Educational attainment in #TidyTuesday UK towns

April 24, 2024

This is the latest in my series of screencasts! This screencast focuses on how to use Posit Team for the ML lifecycle from EDA through model development and then deployment, with a recent #TidyTuesday dataset on educational attainment in UK towns. This screencast and blog post are part of the monthly Workflows with Posit Team series.

Here is the code I used in the video, for those who prefer reading instead of or in addition to video. In the video, you’ll notice I’m working on Posit Workbench.

Explore data

Our modeling goal is to predict the educational attainment in UK towns, based on various characteristics of those towns. Let’s start by reading in the data:

library(tidyverse)

education <- read_csv('https://raw.githubusercontent.com/rfordatascience/tidytuesday/master/data/2024/2024-01-23/english_education.csv')
glimpse(education)

## Rows: 1,104
## Columns: 31
## $ town11cd                                                          <chr> "E34…
## $ town11nm                                                          <chr> "Car…
## $ population_2011                                                   <dbl> 5456…
## $ size_flag                                                         <chr> "Sma…
## $ rgn11nm                                                           <chr> "Eas…
## $ coastal                                                           <chr> "Non…
## $ coastal_detailed                                                  <chr> "Sma…
## $ ttwa11cd                                                          <chr> "E30…
## $ ttwa11nm                                                          <chr> "Wor…
## $ ttwa_classification                                               <chr> "Maj…
## $ job_density_flag                                                  <chr> "Res…
## $ income_flag                                                       <chr> "Hig…
## $ university_flag                                                   <chr> "No …
## $ level4qual_residents35_64_2011                                    <chr> "Low…
## $ ks4_2012_2013_counts                                              <dbl> 65, …
## $ key_stage_2_attainment_school_year_2007_to_2008                   <dbl> 65.0…
## $ key_stage_4_attainment_school_year_2012_to_2013                   <dbl> 70.7…
## $ level_2_at_age_18                                                 <dbl> 72.3…
## $ level_3_at_age_18                                                 <dbl> 50.7…
## $ activity_at_age_19_full_time_higher_education                     <dbl> 30.7…
## $ activity_at_age_19_sustained_further_education                    <dbl> 21.5…
## $ activity_at_age_19_appprenticeships                               <dbl> NA, …
## $ activity_at_age_19_employment_with_earnings_above_0               <dbl> 52.3…
## $ activity_at_age_19_employment_with_earnings_above_10_000          <dbl> 36.9…
## $ activity_at_age_19_out_of_work                                    <dbl> NA, …
## $ highest_level_qualification_achieved_by_age_22_less_than_level_1  <dbl> NA, …
## $ highest_level_qualification_achieved_by_age_22_level_1_to_level_2 <dbl> 34.9…
## $ highest_level_qualification_achieved_by_age_22_level_3_to_level_5 <dbl> 39.7…
## $ highest_level_qualification_achieved_by_age_22_level_6_or_above   <dbl> NA, …
## $ highest_level_qualification_achieved_b_age_22_average_score       <dbl> 3.32…
## $ education_score                                                   <dbl> -0.5…

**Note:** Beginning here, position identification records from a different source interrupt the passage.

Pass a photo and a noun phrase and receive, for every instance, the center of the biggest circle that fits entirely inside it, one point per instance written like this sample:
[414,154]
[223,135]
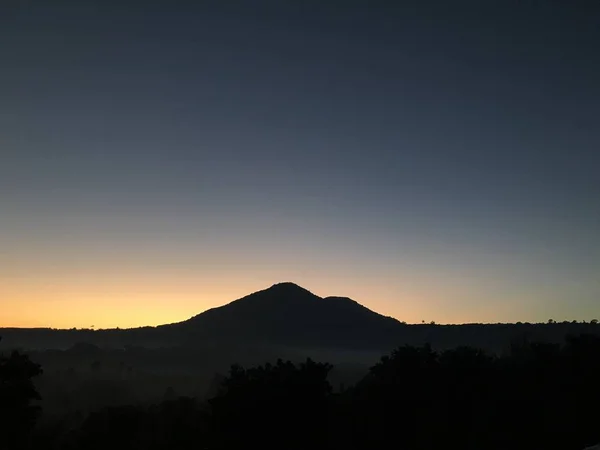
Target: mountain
[288,315]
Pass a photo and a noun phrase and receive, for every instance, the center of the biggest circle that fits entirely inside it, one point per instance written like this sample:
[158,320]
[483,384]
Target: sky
[433,160]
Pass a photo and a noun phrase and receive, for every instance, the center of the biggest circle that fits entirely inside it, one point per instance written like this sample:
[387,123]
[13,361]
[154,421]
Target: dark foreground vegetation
[537,396]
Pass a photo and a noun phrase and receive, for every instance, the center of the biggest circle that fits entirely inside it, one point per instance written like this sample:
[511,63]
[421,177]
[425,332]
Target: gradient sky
[432,160]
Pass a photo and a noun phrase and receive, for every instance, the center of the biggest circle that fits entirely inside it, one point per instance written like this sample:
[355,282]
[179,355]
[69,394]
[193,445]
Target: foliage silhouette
[18,413]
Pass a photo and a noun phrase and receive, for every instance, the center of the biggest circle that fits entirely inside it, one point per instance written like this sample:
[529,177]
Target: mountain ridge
[288,314]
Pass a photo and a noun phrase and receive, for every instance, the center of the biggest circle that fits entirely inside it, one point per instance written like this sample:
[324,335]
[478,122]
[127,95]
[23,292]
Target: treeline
[537,396]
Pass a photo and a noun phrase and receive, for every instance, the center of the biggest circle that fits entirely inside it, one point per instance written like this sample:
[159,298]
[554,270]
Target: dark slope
[289,315]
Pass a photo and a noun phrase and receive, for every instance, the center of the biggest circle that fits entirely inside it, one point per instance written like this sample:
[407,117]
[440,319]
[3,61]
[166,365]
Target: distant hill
[288,315]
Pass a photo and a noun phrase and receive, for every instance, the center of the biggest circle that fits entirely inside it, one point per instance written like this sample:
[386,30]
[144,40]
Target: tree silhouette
[18,413]
[272,406]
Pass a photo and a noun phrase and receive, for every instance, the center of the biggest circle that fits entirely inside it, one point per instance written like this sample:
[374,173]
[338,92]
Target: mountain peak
[287,286]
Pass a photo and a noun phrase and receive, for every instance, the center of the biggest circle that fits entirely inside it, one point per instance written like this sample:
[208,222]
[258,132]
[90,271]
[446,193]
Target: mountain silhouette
[288,315]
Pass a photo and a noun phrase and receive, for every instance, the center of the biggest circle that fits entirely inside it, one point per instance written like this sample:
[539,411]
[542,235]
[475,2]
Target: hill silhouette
[288,315]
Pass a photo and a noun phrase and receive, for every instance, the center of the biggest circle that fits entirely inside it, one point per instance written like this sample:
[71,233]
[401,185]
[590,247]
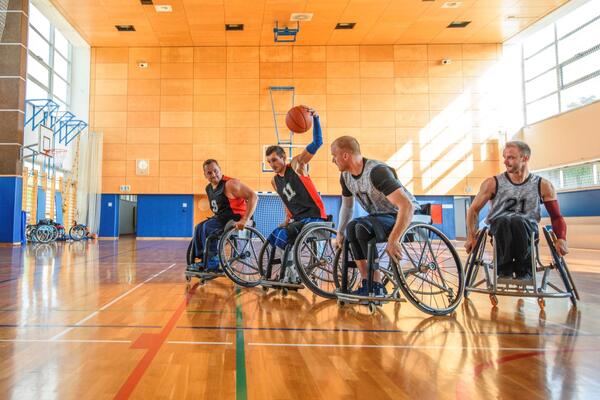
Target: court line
[152,342]
[241,387]
[344,330]
[411,347]
[106,341]
[104,307]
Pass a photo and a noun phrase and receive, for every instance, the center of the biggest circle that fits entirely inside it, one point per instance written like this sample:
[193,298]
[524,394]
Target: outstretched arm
[300,162]
[486,192]
[559,226]
[237,189]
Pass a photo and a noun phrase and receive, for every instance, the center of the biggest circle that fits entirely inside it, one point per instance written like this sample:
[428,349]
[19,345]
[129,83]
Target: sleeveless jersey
[224,208]
[371,199]
[299,195]
[511,198]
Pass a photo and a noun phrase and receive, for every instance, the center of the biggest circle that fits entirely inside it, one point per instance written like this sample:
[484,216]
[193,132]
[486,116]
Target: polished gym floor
[116,319]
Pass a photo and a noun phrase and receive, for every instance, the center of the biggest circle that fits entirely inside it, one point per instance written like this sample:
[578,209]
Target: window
[574,176]
[561,64]
[48,61]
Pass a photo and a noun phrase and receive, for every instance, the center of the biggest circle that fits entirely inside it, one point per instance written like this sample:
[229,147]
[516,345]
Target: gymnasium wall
[437,124]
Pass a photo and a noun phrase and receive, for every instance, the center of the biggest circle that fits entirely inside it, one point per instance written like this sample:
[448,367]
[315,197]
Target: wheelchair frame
[205,276]
[395,274]
[537,287]
[289,261]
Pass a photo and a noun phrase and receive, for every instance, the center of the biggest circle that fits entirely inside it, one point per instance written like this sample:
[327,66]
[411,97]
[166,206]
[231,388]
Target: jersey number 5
[288,192]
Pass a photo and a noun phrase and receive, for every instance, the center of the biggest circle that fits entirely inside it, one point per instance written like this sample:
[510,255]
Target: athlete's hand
[311,111]
[561,247]
[339,241]
[394,249]
[241,224]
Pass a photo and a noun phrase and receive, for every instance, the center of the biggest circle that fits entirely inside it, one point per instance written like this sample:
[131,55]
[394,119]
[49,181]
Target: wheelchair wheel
[238,251]
[313,256]
[77,232]
[337,272]
[430,273]
[270,257]
[561,266]
[190,257]
[45,233]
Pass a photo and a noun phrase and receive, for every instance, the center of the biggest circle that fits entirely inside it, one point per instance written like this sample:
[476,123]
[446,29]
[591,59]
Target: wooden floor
[115,319]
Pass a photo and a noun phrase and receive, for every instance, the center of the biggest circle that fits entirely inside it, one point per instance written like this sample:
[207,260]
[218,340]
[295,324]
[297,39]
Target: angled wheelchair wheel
[269,261]
[239,254]
[314,254]
[190,257]
[430,272]
[352,271]
[561,266]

How does the education_score vary across towns and cities?

education |>
  filter(!is.na(income_flag)) |>
  mutate(income_flag = factor(income_flag, levels = c("Lower deprivation towns",
                                                      "Mid deprivation towns",
                                                      "Higher deprivation towns",
                                                      "Cities"))) |> 
  ggplot(aes(education_score, income_flag, fill = size_flag)) +
  geom_boxplot(alpha = 0.2) +
  labs(y = NULL, fill = NULL)

It definitely looks like there is variation across income and size, and we will want to train a model that can use that variation to predict the educational attainment.

Build a model

We can start by loading the tidymodels metapackage, splitting our data into training and testing sets, and creating bootstrap resamples. Think about this stage as spending your data budget.

library(tidymodels)

set.seed(123)
edu_split <-
  education |> 
  filter(str_detect(income_flag, "deprivation towns")) |>
  select(education_score, income_flag, size_flag, coastal, university_flag, rgn11nm) |>
  initial_split(strata = education_score)

edu_train <- training(edu_split)
edu_test <- testing(edu_split)
set.seed(234)
edu_folds <- bootstraps(edu_train, strata = education_score)
edu_folds

## # Bootstrap sampling using stratification 
## # A tibble: 25 × 2
##    splits            id         
##    <list>            <chr>      
##  1 <split [810/298]> Bootstrap01
##  2 <split [810/294]> Bootstrap02
##  3 <split [810/302]> Bootstrap03
##  4 <split [810/307]> Bootstrap04
##  5 <split [810/300]> Bootstrap05
##  6 <split [810/311]> Bootstrap06
##  7 <split [810/272]> Bootstrap07
##  8 <split [810/302]> Bootstrap08
##  9 <split [810/298]> Bootstrap09
## 10 <split [810/306]> Bootstrap10
## # ℹ 15 more rows

Now let’s create a modeling workflow for this data, with a straightforward formula preprocessor and a random forest model. Random forest models tend to work well with rectangular data as long as you have enough trees, even without hyperparameter tuning. How well does this do in our situation here?

library(future)
plan(multisession, workers = 4)

edu_wf <- workflow(
  education_score ~ ., 
  rand_forest(mode = "regression", trees = 500)
)

set.seed(123)
edu_res <- fit_resamples(edu_wf, edu_folds)
collect_metrics(edu_res)

## # A tibble: 2 × 6
##   .metric .estimator  mean     n std_err .config             
##   <chr>   <chr>      <dbl> <int>   <dbl> <chr>               
## 1 rmse    standard   2.71     25 0.0213  Preprocessor1_Model1
## 2 rsq     standard   0.458    25 0.00676 Preprocessor1_Model1

The rmse metric is on the same scale as education_score, our outcome. If we decide this model is good enough for our purposes, we can then use last_fit() to fit one final time to the training data and evaluate one final time on the testing data.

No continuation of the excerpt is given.